Mr. Hisahiko Okazaki,
Director of the Okazaki Institute

 There appears to be an agreement of opinions among Japan-US experts and commentators in their views as to the rationale for the timing of North Korea’s firing of Taepodong, Nodong, and Scud missiles, that being North Korea’s desire to elicit a direct negotiation with the United States. From historical experience, this is an appropriate judgment. North Korea has, in the past, been successful in gaining some concessions through bilateral negotiations between the two countries.

 North Korea, when they declared their withdrawal from the Nuclear Non-Proliferation Treaty in 1993, and would undertake nuclear development and reprocessing of plutonium, negotiated with the United States, and was able to obtain the construction of a light-water nuclear reactor and a supply of 500,000 tons of oil annually. In 1998, when signs that North Korea was undertaking nuclear development through the construction of an underground plant, or creating a dam for power supply, it fired the Taepodong missile.

 Again, after negotiations with the United States a thorough inspection of the facility was undertaken and firing of the Taepodong missile was frozen. Both the United States and Japan declared that no compensation would be paid, but under the guise of the reopening of humanitarian aid, several hundreds of thousands of tons of food were sent.

 There is precedence for intimidation to obtain real gain, but whether this time that would apply is dubious. North Korea dearly wants the United States to lift the financial sanctions. The shutting down of money laundering via Macao seems to have caused some real damage.

 Nodong, with a range of 1000 kilometers to 1600 kilometers, that was fired this time, if fired from Western Iran can cover the entire territory of Israel. It showed that Nodong’s extreme accuracy. There is some speculation that the firing was meant as an advertisement directed to Iran.

 The Japanese government’s response to the missile firing was extremely swift, and it was the quickest response made in the past 60 years of Japanese diplomatic history. This was a new challenge for Japanese diplomacy. Japan took a central role in the drafting of a resolution to be submitted to the Security Council.

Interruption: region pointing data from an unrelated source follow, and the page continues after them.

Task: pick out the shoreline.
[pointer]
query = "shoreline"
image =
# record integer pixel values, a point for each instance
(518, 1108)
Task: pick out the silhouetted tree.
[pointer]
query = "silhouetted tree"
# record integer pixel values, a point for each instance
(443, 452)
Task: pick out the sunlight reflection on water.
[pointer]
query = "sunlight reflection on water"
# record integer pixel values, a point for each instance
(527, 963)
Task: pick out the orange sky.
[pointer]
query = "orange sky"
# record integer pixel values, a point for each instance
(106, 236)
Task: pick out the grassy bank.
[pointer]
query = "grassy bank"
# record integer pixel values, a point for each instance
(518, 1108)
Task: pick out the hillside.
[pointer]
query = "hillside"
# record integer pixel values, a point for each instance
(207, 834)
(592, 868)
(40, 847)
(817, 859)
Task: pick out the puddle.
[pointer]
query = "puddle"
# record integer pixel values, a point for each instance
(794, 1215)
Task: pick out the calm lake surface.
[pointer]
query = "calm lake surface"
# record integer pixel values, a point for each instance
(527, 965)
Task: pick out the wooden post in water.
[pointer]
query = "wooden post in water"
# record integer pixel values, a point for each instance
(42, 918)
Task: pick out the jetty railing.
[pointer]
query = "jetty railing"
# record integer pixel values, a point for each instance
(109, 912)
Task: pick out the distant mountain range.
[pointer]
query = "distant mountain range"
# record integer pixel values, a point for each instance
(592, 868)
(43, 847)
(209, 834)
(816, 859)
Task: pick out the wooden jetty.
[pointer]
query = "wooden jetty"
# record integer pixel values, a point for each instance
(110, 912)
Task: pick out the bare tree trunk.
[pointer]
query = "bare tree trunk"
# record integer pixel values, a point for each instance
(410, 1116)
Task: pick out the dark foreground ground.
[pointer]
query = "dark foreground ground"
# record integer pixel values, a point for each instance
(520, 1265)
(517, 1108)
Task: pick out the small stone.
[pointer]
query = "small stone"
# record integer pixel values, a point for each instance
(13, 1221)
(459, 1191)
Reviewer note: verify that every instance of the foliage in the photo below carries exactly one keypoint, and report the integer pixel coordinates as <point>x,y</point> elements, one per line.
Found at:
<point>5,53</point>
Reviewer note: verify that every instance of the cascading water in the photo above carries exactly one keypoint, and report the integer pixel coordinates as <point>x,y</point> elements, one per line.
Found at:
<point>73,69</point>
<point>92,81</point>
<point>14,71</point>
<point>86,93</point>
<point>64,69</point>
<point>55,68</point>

Russia and China, however, do not seem overly pleased to see Japan taking the leadership role.

 This time, there was some significance in Japan taking an extremely rapid response. Japan had decided on all of the measures by the night of the 5th, which is 4th US time. Richard Lee Armitage jokingly remarked, “North Korea raised fireworks for Independence Day in U.S. They have a great sense of humor.”

 It is normal for North Korea to make the formal announcement 3 or 4 days after the event, but this time was the exception to the rule, and they made their stance clear in the morning of the 6th. Their logic is, “It is natural for any country that has created missiles to test the missile over open seas. A pledge to freeze the missile program is conditional upon the construction by the United States of light-water reactors and the provision of oil. For Japan, it is conditional upon the normalization of diplomatic relations. Thus, this firing is not contrary to any pledges made.”

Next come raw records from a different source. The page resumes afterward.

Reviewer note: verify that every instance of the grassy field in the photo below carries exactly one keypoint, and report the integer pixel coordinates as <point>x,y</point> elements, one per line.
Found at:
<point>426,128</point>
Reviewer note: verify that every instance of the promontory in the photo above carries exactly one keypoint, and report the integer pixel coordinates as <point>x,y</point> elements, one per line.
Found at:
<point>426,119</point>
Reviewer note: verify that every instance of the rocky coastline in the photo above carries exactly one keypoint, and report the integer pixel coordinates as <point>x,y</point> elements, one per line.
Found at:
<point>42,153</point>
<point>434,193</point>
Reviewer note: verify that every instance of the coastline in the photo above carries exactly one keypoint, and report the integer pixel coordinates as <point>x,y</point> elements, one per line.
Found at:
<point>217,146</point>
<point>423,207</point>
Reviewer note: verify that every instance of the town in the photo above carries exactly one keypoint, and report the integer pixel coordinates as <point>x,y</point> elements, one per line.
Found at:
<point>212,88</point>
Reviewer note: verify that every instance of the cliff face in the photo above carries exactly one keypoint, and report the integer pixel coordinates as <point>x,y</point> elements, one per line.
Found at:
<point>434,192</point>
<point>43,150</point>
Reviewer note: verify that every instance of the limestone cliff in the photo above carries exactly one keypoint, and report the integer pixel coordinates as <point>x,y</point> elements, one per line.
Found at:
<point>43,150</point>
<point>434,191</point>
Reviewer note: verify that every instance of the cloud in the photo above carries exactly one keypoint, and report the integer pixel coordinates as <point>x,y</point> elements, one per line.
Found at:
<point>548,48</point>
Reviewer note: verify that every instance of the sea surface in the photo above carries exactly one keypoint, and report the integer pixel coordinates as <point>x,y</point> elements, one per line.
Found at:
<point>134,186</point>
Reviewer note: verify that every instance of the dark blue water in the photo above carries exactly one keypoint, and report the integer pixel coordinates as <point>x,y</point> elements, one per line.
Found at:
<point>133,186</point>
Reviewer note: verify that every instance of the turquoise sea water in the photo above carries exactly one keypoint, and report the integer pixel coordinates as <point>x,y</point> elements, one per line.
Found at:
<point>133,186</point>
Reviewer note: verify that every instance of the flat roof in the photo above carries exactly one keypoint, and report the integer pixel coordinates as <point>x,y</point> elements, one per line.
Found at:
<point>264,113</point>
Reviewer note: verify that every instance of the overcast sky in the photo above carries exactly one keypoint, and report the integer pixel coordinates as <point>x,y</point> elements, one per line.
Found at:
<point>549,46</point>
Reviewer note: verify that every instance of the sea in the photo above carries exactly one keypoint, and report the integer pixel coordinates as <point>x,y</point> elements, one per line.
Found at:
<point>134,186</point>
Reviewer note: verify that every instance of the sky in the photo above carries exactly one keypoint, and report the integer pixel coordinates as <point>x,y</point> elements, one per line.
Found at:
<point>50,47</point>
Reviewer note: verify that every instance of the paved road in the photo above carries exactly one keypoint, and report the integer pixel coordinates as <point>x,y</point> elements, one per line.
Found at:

 A counter-proposal by China is to make a Secretary General address with the content almost identical to the Japanese proposal. Having the same contents as the Japanese proposal appears to mean that China has resigned itself to accepting the mood created by Japan that North Korea was wrong, and therefore it must be punished.

 Up until now, the focus has been on, “what to do if North Korea goes into disarray?” Thinking by Kim Dae Jung appears to take the opportunistic view, “Japan-Korea normalization can precede. After living standards in the North have improved somewhat thanks to the normalization, unification can take place.”

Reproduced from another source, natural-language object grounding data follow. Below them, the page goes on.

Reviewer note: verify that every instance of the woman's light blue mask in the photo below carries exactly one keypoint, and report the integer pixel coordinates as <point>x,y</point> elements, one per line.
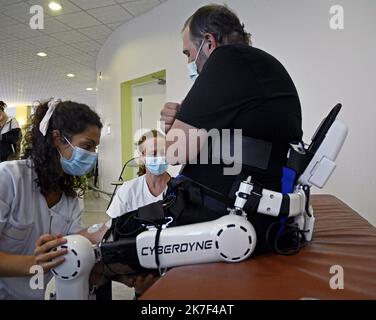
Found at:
<point>192,67</point>
<point>81,162</point>
<point>156,165</point>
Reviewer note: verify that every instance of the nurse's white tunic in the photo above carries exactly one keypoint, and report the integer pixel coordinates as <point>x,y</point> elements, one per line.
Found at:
<point>24,217</point>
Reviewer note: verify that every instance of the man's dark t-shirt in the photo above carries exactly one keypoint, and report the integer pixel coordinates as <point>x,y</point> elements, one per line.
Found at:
<point>242,87</point>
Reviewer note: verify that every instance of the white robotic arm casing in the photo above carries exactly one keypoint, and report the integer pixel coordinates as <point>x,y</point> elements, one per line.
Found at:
<point>230,238</point>
<point>72,276</point>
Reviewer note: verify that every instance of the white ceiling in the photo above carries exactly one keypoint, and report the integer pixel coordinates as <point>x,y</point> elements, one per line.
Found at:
<point>71,38</point>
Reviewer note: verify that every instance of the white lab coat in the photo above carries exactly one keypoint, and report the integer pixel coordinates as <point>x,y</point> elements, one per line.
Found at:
<point>24,217</point>
<point>132,195</point>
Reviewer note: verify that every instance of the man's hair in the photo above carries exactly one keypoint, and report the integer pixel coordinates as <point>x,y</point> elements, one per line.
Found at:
<point>219,21</point>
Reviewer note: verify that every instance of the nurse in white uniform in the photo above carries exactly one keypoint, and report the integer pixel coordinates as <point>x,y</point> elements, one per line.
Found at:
<point>38,195</point>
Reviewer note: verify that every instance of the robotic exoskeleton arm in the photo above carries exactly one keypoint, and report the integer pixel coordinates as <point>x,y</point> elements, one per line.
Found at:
<point>231,238</point>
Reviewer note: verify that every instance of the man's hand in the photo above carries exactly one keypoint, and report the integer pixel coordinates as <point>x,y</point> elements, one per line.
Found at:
<point>168,115</point>
<point>43,255</point>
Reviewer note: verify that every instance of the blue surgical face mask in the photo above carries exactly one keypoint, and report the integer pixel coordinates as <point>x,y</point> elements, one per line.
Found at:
<point>192,67</point>
<point>81,162</point>
<point>156,165</point>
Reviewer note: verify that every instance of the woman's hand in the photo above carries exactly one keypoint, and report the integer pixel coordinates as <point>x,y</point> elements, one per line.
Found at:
<point>44,257</point>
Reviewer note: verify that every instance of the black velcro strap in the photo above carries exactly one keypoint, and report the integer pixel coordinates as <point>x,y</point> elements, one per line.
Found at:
<point>285,206</point>
<point>254,199</point>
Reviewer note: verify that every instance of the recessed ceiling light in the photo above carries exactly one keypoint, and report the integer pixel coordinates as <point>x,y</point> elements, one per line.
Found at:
<point>54,6</point>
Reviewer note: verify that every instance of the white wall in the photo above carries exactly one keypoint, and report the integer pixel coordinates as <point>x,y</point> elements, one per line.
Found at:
<point>327,67</point>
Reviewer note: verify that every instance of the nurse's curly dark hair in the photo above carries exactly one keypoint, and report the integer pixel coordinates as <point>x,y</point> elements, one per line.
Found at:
<point>70,118</point>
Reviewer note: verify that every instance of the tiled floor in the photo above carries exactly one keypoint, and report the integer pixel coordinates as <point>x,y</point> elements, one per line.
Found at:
<point>94,212</point>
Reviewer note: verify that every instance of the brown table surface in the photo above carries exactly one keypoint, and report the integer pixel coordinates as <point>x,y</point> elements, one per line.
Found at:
<point>342,237</point>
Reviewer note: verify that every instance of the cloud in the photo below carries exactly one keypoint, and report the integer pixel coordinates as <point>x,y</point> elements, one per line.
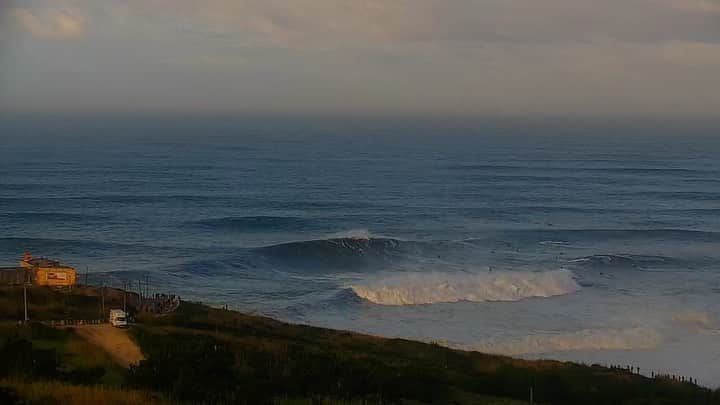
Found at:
<point>47,24</point>
<point>343,23</point>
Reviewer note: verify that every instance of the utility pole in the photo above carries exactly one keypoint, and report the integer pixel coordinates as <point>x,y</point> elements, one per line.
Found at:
<point>102,297</point>
<point>25,300</point>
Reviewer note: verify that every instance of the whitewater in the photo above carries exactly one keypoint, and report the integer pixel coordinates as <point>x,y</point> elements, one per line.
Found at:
<point>600,247</point>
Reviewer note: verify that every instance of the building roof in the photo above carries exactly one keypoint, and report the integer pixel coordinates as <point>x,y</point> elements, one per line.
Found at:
<point>43,262</point>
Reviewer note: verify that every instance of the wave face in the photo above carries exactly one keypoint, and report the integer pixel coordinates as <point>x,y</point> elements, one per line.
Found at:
<point>348,251</point>
<point>433,288</point>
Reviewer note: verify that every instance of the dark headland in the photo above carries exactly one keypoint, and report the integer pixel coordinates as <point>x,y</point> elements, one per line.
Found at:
<point>201,354</point>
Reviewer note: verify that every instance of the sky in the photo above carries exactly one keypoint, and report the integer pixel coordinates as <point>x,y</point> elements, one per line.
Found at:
<point>616,58</point>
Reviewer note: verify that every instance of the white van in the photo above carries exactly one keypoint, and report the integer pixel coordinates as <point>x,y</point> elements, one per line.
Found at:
<point>118,318</point>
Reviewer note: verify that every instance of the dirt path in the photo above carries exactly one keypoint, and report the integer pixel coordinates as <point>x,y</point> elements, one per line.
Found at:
<point>113,340</point>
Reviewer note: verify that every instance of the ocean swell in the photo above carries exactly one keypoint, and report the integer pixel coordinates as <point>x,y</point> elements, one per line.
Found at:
<point>432,288</point>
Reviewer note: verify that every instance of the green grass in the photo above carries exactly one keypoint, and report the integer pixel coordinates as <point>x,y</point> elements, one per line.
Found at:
<point>205,355</point>
<point>73,354</point>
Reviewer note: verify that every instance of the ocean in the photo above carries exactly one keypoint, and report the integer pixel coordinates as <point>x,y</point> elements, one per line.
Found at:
<point>597,243</point>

 China, with a growing sense of confidence with its economic growth, from a geopolitical perspective, now appears to think that it would be better, after all, to have North Korea as its subservient. Last year, North Korea ceased rationing. China and South Korea provided aid and from this January rationing was reinstated. In particular, North Korea has mineral resources. It appears that through investments they want to place North Korea under their wings.

 North Korea also has not another country to depend on other than China. The Far Eastern political map appears to be coming together to this scenario.